We did finally find a house. It’s in an eclectic neighborhood walking distance from the kids’ school, with neighborhood restaurants and corner grocery stores scattered throughout. The house has a nice kitchen with full-sized appliances, a washer/dryer, and filtered water. This is a huge bonus because no one drinks unfiltered tap water here and you have to buy giant, countertop water jugs. We are finding that we go through approximately a jug each day because, as Americans, we are obsessed with hydration. Filtered water means someone (Scott) doesn’t have to make 9pm water jug runs. There is a terrace and a rooftop deck with a view of other rooftop decks, a small nook with a desk, and a gas fireplace on the main floor for chilly Mexican winters (or what we call “I might wear pants today” weather in Wisconsin). Most importantly, it has three bedrooms with bed spots for all.

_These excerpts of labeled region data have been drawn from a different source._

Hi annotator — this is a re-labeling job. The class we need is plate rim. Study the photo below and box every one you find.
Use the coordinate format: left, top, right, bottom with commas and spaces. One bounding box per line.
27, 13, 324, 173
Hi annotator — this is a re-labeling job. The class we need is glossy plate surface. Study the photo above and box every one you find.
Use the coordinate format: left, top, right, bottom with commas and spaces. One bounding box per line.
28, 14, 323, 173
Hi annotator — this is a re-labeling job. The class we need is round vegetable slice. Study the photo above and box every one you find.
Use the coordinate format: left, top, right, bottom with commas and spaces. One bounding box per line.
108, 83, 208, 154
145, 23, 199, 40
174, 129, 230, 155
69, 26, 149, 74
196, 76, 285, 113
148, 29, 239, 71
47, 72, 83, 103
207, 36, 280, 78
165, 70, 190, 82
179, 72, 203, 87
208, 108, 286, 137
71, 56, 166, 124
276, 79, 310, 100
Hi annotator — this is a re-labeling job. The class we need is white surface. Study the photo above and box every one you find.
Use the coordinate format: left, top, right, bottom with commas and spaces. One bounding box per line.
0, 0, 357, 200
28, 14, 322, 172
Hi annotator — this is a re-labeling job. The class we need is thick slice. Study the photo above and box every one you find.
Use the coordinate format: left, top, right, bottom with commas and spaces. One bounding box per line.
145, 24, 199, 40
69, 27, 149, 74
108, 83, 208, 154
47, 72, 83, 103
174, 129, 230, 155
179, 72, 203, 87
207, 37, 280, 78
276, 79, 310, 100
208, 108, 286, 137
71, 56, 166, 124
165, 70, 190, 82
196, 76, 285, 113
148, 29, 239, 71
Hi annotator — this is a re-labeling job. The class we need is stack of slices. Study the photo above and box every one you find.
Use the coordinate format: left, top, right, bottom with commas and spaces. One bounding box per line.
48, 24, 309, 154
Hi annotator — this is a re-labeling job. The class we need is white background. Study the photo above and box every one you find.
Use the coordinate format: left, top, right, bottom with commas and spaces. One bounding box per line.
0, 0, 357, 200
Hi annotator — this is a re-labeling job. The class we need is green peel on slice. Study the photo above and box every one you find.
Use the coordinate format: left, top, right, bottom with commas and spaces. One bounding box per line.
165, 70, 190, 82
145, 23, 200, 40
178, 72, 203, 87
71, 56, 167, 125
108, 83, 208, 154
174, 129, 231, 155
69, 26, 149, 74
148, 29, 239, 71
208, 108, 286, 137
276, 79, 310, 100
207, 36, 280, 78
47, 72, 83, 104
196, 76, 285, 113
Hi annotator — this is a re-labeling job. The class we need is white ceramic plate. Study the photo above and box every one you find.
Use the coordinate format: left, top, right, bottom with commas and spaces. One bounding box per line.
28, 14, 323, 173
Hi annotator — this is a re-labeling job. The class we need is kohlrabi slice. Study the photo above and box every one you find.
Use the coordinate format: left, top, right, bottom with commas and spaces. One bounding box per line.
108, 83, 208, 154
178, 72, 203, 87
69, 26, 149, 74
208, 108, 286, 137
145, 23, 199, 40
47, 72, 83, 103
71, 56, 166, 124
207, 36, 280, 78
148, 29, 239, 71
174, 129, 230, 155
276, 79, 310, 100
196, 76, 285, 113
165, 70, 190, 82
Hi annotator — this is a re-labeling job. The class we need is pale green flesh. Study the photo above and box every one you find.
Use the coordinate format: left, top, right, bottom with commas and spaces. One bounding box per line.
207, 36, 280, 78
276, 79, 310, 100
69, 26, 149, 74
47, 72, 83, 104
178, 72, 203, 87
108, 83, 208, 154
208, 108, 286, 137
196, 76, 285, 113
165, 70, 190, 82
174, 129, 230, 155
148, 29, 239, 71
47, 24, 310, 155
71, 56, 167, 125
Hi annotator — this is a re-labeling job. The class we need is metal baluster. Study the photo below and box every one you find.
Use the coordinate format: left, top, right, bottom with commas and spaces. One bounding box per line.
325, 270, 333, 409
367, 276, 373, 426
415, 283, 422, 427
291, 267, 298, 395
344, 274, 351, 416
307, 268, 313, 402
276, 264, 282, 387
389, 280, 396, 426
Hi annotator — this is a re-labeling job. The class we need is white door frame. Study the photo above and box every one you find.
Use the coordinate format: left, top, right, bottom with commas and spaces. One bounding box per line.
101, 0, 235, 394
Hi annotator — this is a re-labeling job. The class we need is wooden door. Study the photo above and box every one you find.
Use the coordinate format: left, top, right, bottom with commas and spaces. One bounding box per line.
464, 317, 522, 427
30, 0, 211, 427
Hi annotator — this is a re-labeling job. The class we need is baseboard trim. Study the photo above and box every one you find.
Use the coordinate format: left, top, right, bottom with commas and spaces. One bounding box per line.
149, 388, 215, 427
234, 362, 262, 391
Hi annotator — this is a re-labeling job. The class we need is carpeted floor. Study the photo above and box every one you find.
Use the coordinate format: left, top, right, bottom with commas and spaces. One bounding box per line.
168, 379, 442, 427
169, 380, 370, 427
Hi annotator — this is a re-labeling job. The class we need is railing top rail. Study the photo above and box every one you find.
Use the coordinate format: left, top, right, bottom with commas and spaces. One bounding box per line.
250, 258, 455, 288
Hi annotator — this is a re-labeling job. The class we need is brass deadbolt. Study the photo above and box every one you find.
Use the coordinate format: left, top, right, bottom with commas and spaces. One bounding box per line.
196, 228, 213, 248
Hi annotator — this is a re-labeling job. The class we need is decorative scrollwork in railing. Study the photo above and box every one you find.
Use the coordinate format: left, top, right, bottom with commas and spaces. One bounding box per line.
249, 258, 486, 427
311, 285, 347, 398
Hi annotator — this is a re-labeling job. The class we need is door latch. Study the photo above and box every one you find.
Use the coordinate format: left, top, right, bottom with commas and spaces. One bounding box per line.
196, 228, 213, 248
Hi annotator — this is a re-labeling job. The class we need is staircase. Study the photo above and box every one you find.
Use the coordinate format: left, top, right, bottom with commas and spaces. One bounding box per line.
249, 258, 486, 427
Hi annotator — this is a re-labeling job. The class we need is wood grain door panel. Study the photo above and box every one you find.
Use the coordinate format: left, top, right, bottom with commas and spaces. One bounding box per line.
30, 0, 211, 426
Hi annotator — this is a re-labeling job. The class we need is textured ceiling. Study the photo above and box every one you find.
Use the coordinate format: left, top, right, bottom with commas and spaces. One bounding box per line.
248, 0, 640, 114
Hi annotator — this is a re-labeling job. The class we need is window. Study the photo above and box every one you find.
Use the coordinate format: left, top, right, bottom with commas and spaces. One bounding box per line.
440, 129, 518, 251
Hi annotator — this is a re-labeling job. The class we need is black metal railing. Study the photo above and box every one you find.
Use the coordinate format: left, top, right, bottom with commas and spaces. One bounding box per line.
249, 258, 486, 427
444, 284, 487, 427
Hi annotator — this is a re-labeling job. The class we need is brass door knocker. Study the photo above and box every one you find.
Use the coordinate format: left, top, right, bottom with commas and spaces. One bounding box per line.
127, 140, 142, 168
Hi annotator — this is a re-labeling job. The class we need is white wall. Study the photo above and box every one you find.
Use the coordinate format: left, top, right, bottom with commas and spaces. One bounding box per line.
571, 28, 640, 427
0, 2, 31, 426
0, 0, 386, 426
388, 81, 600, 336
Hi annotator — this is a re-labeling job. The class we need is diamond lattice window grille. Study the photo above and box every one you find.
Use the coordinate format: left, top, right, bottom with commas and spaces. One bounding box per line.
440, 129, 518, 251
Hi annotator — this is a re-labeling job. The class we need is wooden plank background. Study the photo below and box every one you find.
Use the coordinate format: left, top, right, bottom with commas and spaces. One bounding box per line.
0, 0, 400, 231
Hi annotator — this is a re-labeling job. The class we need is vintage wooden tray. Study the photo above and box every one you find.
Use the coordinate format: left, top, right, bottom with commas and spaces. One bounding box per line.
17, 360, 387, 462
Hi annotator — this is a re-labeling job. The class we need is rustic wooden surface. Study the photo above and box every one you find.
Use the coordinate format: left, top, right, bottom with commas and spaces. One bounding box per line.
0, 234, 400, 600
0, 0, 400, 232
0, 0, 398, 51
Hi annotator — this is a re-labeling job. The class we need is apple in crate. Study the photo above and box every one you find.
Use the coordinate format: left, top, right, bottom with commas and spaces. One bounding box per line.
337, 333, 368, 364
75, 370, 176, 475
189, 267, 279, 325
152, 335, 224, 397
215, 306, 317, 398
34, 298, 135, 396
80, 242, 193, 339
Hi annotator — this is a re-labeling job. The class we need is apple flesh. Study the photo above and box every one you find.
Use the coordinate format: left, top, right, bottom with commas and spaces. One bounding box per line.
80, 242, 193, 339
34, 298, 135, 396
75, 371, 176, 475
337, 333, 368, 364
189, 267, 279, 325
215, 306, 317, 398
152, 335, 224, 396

While exploring San Miguel de Allende we discovered this gorgeous park!
And in the park, we discovered a cool, old truck.
Aldo discovered a pile of horse shit and rolled in it.
And we found a pond for Aldo to rinse off. We weren’t sure it was very clean but figured it was cleaner than Aldo covered in horse shit.


7 thoughts on “House and School Hunters International

  • I love your blog! Your writing is so engaging, and really gives a full picture of what you all are going through. We’ve been full time RV traveling around the US for over a year, and probably settling down somewhere new by the end of the year, but I feel the call of Mexico… will continue to follow along, best wishes to you and your family as you settle in and explore!


  • So now you can settle in for a few months – good. The house is adequate – close to school and markets, and has filtered water (a big bonus for Scott) Eating freshly made tortillas is also a big treat. Aldo is having fun rolling in anything with a funky smell. Fun for all.


  • I am having such fun reading of your “adventures”, which is, after all, why you are there. I picked up a brochure from the gallery in my church (Woods) where there is a new exhibit of paintings by Carol Carey. I don’t know her, I do like her work; but what got my attention is: “Recent exhibits, both juried and non-juried, have been in various venues in Maryland and also included in a 2015 Art Walk in San Miguel de Allende, Mexico.” How about that!